The rating agency said real estate companies are likely to focus on completing existing projects instead of starting new ones to remain in compliance with new laws and regulations under the Real Estate (Regulation and Development) Act.
“The implementation of the RERA, which came into full force on 1 May 2017, will continue to reduce the pace of new launches in 2018 as developers focus on completing existing projects,” it said.
“The introduction of a goods and services tax in 2017, while broadly neutral for the sector, is also shifting demand towards completed properties as they attract lower taxes,” it said.
These trends will drive consolidation in 2018, it said.
“Larger and more financially sound developers will survive, while smaller or highly leveraged companies will likely resort to asset sales to shore up liquidity,” it said.

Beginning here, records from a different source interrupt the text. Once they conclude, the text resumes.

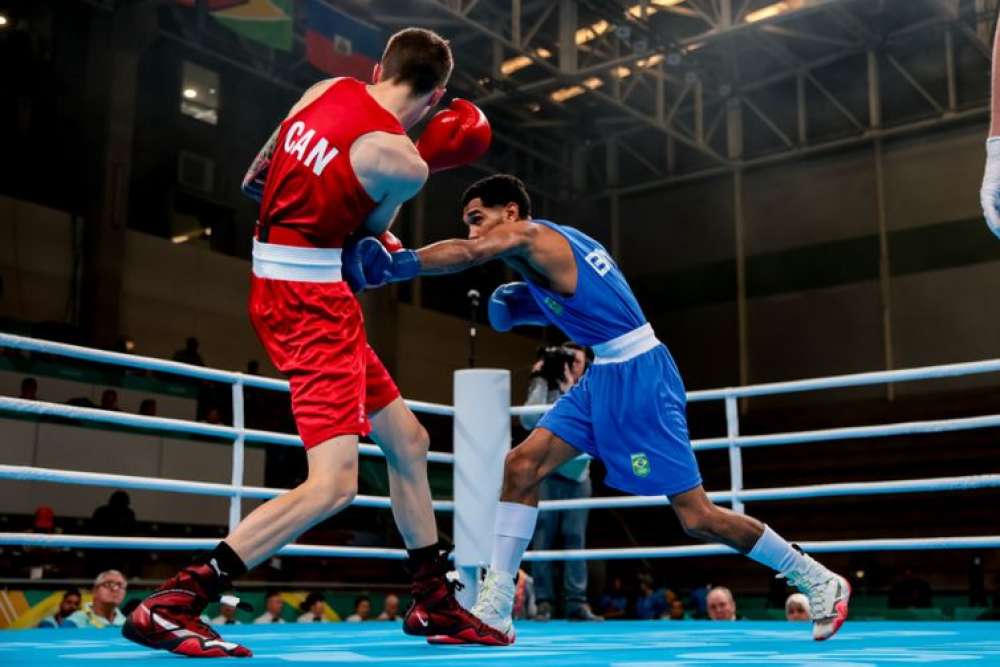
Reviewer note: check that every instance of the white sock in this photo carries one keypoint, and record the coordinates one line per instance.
(513, 530)
(773, 551)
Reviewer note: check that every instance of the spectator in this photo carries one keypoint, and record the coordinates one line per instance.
(649, 604)
(676, 612)
(362, 609)
(698, 601)
(109, 591)
(390, 609)
(29, 389)
(312, 607)
(554, 374)
(910, 592)
(45, 520)
(109, 400)
(721, 604)
(273, 604)
(614, 602)
(227, 611)
(69, 604)
(115, 518)
(797, 608)
(190, 354)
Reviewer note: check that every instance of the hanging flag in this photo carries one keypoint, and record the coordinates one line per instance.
(268, 22)
(340, 44)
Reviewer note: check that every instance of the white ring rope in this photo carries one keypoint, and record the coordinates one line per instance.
(734, 443)
(28, 473)
(832, 382)
(840, 546)
(176, 368)
(195, 544)
(185, 544)
(849, 433)
(936, 484)
(146, 423)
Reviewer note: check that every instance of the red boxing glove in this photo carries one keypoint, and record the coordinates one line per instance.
(455, 136)
(390, 242)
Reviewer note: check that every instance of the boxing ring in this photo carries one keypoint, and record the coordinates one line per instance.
(482, 415)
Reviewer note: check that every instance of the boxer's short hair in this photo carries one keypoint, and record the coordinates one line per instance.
(500, 190)
(419, 58)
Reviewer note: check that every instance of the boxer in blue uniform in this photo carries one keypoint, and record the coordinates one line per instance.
(628, 410)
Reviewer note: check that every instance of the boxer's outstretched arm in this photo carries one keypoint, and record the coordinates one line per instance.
(456, 255)
(989, 194)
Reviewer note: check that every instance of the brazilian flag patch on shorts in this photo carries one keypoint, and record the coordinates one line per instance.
(640, 465)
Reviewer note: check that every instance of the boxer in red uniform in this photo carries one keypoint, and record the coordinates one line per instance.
(340, 164)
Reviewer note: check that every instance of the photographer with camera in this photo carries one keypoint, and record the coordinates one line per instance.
(559, 368)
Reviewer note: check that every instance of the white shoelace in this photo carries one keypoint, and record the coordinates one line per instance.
(808, 582)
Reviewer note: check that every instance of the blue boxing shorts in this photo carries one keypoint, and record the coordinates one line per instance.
(628, 411)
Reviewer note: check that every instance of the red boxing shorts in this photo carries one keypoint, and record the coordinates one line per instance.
(314, 333)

The massive pile-up of finished, but unsold property, is also likely to slow in the months ahead due to penalties associated with project delays, included in the new regulations.
“We expect unsold inventory to fall in 2018 as most developers will focus on completing their property projects to comply with RERA,” it said.
Fitch said that unsold inventory for a sample of seven large developers rose to Rs 66,800 cr in March this year from Rs 63,100 cr a year earlier. It would have taken these companies three years to just sell their existing inventory, based on their revenue patterns, Fitch said. In March 2016, it would have taken them only two years.